Согласно Зиммелю, его  собственная концепция давала возможность  строго определить оба рода междисциплинарных  границ: во-первых, она гарантировала  четкость отделения социологии как  учения о чистых формах социации от прочих общественных наук; во-вторых, она позволяла провести границу между науками об обществе (в которых оказывалось возможным применение социологического метода) и науками о природе. Тем самым она одновременно обеспечивала единство социологии как науки и единство общественных наук.

 

II часть

Понятие «приключение»

Георг Зиммель опубликовал  в 1911 году небольшой очерк о приключении  в своем известном сборнике Философия  культуры.

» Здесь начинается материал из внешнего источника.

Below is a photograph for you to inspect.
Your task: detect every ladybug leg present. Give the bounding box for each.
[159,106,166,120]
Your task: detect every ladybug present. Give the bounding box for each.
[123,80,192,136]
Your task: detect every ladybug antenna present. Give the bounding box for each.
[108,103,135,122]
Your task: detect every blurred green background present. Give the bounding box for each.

С точки зрения Зиммеля, приключение – это неотъемлемое явление жизни, которое имееет место, «приключается» в специфических её контекстах. Когда жизнь течет плавно и размеренно, то события, составляющие содержание её потока, как бы органически перетекают друг в друга; одно заканчивается, а другое начинается, следуя привычному ритму: утром мы встаем в определенный час, завтракаем, идем на работу, после работы, нас ждет отдых, потом наступает время ужина, затем мы смотрим телевизор или выходим на прогулку, чтобы в урочное время лечь спать. Переживание приключения, напротив, не зависит от «до» и «после» привычной чреды событий. Когда течение размеренного потока прерывается, когда в него вторгаются «необычные» явления, которые изменяют установленный ритм и направление нашей жизни, «выносят» нас за пределы налаженного существования и переносят центр нашего внимания на эти «странные» для нас феномены, то именно тогда данный фрагмент нашей жизни начинает переживаться нами как приключение. Последнее мы склонны воспринимать как «оазис» или «жизненный остров», размеры и конфигурация которого определяются силой наших аффективных переживаний.

Чем более необычным  является приключение, чем сильнее  оно отклоняет нас от проторенных  троп повседневной жизни, тем с большей  глубиной укореняется в нашем  существовании. Порой нам даже кажется, что это не мы, а кто-то другой переживал за нас эти экзотические события.

Для Зиммеля отличительная  черта приключения состоит в  его открытости будущему, отмеченному  печатью загадки и неопределенности. Будущее придет, желанный день наступит, сомнения в этом нет и быть не может. Другое дело каким будет этот день: солнечным или пасмурным, веселым или печальным? А может так случится, что, когда этот день наступит, то уже не будет никого, кто мог бы его встретить. Именно в этом смысле будущее - это загадка сфинкса, наша неизбывная судьба, венчаемая смертью; но модус будущего – это возможность, которая может быть такой, а может быть и другой, что в свою очередь открывает нам надежду, достижение которой в какой-то мере зависит от нашей воли. Как пишет Зиммель, «искатель приключений только отчасти доверяет своим силам, больше всего он надеется на свою судьбу». Далее мы рассмотрим понятие «приключение» более подробно.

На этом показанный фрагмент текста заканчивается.